Dear friends, if you like a good chuckle, dim-witted heroes, and larger-than-life villains, then you'll love this fascinating series. On Tuesdays and Saturdays, I’m blogging nibble-sized chunks of new ‘Life in the Clouds’ stories. You can check in regularly and read them for free, or wait to buy the entire story when published.
Enchanter on the Roof ® James Field. Part 24
In the morning, as the first light of day crept into her room, Olive sat up in bed and rubbed her face. “You bloody fool,” she scolded herself.
She’d tossed and turned all night, thinking about her fiancé, Bert, and the wrong she had done him.
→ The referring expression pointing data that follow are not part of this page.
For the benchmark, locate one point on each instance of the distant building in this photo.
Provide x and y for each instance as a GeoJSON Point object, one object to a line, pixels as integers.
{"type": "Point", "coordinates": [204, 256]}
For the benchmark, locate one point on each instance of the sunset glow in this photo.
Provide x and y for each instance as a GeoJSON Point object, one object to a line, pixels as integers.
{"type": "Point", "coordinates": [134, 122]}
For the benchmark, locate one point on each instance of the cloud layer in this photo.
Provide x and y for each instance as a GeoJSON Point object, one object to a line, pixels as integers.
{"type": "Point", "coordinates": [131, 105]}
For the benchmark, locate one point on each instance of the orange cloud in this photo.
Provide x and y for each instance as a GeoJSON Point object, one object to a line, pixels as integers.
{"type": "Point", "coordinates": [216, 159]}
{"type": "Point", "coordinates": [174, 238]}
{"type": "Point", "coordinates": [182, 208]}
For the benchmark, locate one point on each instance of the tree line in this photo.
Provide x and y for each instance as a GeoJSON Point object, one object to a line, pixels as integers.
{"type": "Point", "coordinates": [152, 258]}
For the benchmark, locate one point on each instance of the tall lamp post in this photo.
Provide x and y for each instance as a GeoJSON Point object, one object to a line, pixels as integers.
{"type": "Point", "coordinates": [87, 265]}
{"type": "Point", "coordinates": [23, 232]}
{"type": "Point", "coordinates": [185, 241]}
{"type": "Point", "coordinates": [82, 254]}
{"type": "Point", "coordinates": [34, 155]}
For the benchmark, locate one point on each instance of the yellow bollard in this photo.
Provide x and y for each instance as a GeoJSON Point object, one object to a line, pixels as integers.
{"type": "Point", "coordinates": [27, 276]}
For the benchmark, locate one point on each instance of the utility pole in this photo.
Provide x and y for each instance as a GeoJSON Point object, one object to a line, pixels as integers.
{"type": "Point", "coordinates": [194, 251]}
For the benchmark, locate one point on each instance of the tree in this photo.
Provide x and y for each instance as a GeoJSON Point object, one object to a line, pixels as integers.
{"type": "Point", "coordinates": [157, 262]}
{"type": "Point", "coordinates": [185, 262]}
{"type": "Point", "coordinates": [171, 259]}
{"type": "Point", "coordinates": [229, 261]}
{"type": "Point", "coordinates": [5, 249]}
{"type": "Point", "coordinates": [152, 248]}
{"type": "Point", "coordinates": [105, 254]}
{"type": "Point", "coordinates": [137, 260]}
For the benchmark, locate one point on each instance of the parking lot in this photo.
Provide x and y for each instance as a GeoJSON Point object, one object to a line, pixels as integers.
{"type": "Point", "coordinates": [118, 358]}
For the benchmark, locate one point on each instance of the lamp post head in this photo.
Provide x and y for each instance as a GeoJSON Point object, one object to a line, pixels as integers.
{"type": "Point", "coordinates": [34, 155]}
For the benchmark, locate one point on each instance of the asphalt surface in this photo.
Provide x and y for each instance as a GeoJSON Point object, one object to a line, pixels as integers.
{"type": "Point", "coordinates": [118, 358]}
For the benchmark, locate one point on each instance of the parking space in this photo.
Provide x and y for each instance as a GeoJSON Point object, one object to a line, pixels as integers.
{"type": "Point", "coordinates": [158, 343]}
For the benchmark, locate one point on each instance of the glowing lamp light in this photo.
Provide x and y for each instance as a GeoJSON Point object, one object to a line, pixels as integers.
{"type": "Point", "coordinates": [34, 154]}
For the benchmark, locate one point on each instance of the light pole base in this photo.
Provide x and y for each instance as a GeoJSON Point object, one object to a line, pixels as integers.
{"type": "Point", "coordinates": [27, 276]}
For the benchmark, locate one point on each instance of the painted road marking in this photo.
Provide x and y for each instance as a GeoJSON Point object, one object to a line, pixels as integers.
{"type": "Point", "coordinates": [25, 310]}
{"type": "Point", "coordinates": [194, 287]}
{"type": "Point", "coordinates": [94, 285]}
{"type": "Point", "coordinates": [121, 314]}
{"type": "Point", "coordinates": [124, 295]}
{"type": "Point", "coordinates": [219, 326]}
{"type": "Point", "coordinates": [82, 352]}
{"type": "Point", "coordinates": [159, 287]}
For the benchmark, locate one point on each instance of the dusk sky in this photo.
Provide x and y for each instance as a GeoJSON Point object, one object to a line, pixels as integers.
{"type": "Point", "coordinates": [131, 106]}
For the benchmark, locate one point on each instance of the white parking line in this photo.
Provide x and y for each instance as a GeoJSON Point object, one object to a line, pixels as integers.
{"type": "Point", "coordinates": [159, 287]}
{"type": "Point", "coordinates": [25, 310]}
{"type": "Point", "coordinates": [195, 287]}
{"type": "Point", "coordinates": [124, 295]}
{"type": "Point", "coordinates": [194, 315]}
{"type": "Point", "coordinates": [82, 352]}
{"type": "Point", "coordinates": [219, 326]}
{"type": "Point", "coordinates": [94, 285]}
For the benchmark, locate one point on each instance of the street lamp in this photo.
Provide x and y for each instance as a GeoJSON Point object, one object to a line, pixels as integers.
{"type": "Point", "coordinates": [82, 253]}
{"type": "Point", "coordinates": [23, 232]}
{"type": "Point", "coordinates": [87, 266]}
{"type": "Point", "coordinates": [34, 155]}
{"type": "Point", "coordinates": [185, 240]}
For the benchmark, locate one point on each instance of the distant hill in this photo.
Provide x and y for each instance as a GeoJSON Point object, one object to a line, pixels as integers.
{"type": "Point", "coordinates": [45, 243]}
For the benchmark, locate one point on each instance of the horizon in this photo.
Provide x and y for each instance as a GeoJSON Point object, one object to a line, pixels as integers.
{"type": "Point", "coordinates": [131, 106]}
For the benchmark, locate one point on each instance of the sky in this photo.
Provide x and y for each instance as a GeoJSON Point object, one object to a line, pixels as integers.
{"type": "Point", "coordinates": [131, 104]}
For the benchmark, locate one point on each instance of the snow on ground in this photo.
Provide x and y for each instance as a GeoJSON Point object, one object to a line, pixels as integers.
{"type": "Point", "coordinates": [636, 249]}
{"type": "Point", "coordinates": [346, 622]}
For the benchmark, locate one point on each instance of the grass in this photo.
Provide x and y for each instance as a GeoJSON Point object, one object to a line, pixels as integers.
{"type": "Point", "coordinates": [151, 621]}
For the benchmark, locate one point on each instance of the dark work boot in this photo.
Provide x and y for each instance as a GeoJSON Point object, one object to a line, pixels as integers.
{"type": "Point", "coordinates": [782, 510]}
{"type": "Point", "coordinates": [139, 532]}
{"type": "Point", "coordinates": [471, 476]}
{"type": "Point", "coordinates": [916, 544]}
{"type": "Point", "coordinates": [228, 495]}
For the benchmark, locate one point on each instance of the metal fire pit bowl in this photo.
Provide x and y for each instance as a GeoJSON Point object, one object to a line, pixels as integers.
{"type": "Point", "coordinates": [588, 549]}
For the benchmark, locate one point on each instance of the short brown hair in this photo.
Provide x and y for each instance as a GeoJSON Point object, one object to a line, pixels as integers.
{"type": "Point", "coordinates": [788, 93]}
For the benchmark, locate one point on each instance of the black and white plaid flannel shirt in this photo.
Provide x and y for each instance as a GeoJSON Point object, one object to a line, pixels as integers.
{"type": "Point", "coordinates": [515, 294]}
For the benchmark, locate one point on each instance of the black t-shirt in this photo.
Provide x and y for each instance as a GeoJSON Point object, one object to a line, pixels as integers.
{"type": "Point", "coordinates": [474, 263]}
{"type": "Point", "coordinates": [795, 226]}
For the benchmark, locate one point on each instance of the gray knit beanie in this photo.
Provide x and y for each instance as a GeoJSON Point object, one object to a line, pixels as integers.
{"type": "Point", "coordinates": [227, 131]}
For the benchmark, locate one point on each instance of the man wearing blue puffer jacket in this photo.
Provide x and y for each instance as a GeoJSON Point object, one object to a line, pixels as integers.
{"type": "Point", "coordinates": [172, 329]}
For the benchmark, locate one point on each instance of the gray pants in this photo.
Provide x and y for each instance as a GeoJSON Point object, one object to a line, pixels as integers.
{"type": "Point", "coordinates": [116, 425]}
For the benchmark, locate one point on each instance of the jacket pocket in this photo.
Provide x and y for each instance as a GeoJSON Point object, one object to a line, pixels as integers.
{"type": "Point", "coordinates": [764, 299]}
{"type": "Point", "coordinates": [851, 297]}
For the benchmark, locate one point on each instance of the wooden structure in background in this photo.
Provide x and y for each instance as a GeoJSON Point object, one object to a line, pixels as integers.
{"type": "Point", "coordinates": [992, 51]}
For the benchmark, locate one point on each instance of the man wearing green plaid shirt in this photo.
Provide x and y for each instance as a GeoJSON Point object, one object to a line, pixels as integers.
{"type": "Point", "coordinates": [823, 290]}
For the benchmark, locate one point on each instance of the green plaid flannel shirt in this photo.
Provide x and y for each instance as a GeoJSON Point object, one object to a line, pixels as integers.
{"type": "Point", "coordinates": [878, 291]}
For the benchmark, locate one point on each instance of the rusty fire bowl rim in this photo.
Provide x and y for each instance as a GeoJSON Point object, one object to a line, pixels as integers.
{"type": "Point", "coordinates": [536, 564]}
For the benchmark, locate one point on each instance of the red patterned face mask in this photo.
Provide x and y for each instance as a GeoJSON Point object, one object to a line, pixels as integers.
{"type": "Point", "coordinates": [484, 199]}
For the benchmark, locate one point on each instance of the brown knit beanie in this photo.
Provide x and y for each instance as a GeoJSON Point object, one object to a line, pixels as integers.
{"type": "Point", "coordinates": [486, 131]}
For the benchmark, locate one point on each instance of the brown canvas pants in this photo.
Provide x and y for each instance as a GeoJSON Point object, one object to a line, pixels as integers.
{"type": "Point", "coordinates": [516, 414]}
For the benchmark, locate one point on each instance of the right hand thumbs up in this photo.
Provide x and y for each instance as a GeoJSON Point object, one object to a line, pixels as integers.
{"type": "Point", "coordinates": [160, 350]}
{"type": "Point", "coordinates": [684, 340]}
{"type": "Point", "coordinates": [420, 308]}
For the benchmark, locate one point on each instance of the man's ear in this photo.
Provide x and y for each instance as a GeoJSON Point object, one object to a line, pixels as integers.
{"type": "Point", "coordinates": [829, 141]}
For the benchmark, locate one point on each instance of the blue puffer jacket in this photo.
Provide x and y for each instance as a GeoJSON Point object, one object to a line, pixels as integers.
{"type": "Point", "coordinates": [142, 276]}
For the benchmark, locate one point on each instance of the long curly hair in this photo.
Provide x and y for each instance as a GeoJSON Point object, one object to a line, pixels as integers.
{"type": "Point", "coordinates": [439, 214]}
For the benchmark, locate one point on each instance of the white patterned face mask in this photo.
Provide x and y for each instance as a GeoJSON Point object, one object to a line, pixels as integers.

The poor man had watched her make a fool of herself trying to make out with Dick Charmer, a scrawny self-digger fifteen years younger than her.
In the long run, if she had to choose between the two, she would settle for Bert any day.
Bert was such a strange, mysterious darling: six-foot-six tall and thirty stone. He was an ogre of a human being, with no neck and a bulbous head that properly belongs to a bulldog. His hands can crush cocoa-nuts as though they were ostrich eggs.
He might be the ugliest man she had ever met, big and menacing as he was, but beneath the flab he was as kind and gentle as a kitten.
Kids and animals loved him. And he loved them back. They saw through his hostile exterior to the maternal softness within. Above all, he loved her with such a possessive passion that her toes curled with the thought.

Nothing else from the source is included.